WiFi positioning is great feature, but certainly not limited to photography. Since the Eye-Fi is at its core SD storage media, you could probably have it geotag data saved to the card, even if it wasn’t created by a digital camera..
neat, but not really a hack. I wounder if they will release a compact flash version then I would be interested.
i wonder when Juan Aguilar will get kicked by the other HAD staff for posting news and adds.
So when is it going to get hacked so I can put one in my car radio and upload music straight from my computer to my car?
Not only is this not a hack, it isn’t even a real review. The picture he took with the camera was _not_ the picture which showed up in flickr. That picture was not sitting on the chair shooting through the railing.
What, he couldn’t even be bothered to get the thing working correctly before doing this “review”?
Fail.
For the previous comment… he set the VIDEO camera down, which had the view of the railing, while he took a picture with the REGULAR camera. Obviously, he was standing, and well above where the camera would have a view of the railing. Wow. Use some common since.
Yeah, I agree.. get a clue dude. He filmed the video with a VIDEO camera… the eye-fi is an SD card for a STILL camera. Didn’t you notice that the VIDEO camera was filming him putting the eye-fi into the STILL camera on the table? Are you that dumb? He set down the VIDEO camera that he was talking to us through and shot a picture OVER the balcony with the STILL camera.
You are either a very silly child or a very stupid adult!
The geotagging likely won’t work with anything but images. Unless other files can have exif tags.

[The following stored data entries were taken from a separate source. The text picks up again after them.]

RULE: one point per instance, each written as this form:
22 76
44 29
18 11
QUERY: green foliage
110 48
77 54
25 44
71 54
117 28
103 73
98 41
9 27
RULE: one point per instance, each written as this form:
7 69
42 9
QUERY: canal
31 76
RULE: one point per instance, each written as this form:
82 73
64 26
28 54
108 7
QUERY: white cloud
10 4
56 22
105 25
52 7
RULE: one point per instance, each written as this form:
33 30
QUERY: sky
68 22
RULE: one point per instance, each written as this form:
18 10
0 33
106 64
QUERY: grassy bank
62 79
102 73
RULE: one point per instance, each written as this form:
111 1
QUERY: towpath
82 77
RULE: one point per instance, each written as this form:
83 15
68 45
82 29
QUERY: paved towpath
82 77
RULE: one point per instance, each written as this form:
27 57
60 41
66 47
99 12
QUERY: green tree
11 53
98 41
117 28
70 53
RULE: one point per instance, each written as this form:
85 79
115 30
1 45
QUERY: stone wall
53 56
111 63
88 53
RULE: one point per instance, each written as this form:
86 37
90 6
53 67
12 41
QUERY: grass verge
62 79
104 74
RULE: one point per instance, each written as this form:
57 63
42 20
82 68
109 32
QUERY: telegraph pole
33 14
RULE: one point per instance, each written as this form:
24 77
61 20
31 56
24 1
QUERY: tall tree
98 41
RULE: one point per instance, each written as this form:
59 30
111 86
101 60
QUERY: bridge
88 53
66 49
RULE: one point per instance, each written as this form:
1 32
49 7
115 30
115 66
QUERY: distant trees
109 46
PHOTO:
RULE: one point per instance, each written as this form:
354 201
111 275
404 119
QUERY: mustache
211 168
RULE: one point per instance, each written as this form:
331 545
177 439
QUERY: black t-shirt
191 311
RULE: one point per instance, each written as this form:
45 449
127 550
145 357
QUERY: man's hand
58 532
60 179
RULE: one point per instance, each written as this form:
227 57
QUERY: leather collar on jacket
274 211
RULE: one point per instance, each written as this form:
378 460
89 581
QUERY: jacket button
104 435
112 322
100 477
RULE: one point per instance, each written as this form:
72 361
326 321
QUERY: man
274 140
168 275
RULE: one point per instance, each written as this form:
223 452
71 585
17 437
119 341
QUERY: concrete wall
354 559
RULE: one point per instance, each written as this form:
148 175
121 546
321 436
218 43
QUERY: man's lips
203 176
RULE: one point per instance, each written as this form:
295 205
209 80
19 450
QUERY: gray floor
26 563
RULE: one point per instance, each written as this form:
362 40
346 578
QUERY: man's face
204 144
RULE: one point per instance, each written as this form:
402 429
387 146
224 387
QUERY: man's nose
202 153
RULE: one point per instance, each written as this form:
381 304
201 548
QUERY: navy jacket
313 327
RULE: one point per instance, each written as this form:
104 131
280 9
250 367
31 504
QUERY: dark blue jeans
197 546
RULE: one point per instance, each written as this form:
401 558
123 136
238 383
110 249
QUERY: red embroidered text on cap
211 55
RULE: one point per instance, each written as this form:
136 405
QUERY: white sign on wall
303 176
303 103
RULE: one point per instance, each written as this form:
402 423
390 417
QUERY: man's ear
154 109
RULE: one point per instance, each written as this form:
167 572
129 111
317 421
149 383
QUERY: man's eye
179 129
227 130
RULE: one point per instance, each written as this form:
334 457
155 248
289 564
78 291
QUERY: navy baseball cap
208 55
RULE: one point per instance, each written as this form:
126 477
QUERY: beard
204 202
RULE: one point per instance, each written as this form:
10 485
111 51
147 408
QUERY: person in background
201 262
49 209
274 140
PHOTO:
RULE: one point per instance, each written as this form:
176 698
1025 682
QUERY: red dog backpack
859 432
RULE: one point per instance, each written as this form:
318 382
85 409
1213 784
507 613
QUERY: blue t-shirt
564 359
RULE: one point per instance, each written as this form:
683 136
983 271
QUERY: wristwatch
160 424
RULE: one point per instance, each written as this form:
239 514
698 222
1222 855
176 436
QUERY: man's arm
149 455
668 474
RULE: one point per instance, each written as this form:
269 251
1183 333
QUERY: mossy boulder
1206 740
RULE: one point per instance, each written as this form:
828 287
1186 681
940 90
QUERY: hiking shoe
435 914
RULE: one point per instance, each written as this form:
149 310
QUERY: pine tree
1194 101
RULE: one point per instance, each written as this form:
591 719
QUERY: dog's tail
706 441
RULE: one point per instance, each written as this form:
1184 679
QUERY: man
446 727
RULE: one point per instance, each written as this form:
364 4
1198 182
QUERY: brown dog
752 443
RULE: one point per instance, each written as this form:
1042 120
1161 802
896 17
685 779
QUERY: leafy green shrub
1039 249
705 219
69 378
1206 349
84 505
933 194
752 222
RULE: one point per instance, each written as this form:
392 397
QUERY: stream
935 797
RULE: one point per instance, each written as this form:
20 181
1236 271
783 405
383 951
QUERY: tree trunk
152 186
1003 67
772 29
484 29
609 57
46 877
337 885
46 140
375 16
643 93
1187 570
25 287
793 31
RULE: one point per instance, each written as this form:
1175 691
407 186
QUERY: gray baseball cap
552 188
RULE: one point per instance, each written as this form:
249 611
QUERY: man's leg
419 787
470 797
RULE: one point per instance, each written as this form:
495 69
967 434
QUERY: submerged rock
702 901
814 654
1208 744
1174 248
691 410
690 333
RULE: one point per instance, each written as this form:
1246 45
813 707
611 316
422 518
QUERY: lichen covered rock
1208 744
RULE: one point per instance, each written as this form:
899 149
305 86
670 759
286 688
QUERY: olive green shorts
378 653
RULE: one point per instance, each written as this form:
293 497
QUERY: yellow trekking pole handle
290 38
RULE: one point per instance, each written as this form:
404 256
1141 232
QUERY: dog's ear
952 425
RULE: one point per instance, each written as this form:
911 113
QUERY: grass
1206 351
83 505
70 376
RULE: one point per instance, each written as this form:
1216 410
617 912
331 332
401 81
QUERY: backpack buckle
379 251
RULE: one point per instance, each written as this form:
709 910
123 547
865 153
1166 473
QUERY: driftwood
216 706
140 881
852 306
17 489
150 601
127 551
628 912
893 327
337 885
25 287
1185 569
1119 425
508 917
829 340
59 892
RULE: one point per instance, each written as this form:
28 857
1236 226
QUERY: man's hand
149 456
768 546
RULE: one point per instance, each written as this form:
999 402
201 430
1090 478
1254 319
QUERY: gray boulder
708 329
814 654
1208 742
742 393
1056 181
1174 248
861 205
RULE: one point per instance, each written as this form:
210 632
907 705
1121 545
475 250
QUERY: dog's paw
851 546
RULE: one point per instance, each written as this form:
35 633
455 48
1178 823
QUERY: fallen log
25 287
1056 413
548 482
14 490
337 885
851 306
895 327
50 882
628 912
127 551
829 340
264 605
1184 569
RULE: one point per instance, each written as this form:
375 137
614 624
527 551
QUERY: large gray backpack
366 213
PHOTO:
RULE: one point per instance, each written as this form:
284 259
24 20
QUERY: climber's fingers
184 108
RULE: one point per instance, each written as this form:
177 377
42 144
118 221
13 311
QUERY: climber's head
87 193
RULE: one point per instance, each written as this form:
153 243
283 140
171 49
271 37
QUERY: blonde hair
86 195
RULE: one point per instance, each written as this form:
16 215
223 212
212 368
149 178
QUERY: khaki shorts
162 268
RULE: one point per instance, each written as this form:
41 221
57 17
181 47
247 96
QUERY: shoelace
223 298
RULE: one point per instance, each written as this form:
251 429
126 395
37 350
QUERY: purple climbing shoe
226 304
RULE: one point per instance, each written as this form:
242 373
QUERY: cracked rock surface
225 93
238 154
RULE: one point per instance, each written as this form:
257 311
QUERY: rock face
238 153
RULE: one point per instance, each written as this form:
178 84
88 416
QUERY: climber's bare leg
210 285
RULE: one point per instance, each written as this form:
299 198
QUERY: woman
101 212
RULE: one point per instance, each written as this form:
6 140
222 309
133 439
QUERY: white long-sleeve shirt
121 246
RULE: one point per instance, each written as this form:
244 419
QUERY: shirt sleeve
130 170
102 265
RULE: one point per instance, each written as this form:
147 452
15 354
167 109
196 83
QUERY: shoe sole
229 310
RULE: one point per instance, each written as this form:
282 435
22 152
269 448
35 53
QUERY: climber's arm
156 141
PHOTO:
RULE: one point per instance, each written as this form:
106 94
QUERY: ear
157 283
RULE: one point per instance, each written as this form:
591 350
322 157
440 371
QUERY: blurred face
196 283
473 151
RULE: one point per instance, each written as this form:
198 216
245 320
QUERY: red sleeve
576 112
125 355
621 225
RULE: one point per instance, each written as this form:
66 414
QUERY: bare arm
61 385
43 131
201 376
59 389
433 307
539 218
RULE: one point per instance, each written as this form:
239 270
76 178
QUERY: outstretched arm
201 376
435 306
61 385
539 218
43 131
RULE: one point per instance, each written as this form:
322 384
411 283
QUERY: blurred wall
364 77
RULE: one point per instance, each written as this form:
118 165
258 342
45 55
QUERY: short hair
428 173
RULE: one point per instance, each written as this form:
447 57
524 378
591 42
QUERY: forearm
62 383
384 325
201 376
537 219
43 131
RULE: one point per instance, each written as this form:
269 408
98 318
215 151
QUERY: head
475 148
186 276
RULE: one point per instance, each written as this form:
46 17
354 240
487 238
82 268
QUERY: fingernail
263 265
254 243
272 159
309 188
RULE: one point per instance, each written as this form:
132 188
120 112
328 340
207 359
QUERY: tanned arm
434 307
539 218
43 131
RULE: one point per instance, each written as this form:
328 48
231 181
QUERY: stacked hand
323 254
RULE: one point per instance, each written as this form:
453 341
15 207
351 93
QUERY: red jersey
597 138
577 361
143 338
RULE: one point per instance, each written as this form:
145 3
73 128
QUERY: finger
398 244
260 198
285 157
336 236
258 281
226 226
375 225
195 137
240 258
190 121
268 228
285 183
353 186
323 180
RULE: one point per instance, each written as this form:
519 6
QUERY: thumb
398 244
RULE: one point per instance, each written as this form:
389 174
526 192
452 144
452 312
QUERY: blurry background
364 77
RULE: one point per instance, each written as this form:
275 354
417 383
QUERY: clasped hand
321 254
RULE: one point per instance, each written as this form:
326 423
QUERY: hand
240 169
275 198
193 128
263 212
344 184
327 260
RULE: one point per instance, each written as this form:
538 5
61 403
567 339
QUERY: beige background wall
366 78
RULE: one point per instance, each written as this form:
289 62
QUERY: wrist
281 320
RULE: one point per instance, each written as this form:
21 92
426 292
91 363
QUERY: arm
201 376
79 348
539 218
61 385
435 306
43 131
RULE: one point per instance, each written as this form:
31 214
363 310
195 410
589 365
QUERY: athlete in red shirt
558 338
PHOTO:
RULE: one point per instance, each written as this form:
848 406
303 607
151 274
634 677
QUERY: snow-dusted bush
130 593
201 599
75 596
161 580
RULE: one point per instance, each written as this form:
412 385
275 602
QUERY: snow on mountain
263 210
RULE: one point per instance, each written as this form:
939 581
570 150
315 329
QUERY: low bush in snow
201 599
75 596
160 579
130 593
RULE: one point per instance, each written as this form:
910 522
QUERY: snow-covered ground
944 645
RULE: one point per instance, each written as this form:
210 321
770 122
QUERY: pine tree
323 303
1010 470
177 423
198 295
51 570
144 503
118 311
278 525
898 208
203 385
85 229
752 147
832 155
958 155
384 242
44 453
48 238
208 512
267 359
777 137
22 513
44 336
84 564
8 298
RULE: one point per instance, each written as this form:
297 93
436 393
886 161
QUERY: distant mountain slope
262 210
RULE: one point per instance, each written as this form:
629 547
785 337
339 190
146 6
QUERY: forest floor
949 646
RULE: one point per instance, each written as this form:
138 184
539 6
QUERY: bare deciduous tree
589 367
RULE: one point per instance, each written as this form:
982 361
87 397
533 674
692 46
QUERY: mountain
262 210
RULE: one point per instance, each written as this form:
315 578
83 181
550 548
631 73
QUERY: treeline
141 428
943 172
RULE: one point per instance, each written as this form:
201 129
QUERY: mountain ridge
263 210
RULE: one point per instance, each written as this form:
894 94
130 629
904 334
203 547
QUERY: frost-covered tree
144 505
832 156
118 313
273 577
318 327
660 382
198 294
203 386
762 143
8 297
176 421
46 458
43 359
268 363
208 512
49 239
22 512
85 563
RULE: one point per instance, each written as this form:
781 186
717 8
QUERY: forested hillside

@jesse: Well, MJPEG obviously will, so at least one video format is known to work. However, most video formats these days are H.264, so I don’t know if that format support geotagging metadata.
Okay, I don’t know what the hell I’m talking about and it’s way to late in the evening. Of course H.264 itself doesn’t contain that kind of metadata, but maybe the MPEG-4 Part 14, or MP4, container does.
Buyer Beware: I had one of these Eye-Fi cards die on me within a month of owning it, taking a lot of important photos to the grave with it. This problem has been happening to a huge number of Eye-Fi users, and of course in nearly every case photos are lost. Basically, assume every shot you take onto this card has a 50/50 chance of surviving long enough to end up on your computer.
So, do ya feel lucky, punk?
I love geotagging – the locations of photos can be set to appear on a map on new Sony TVs. It really adds something extra to slideshows.
you ok if i add this info to my blog?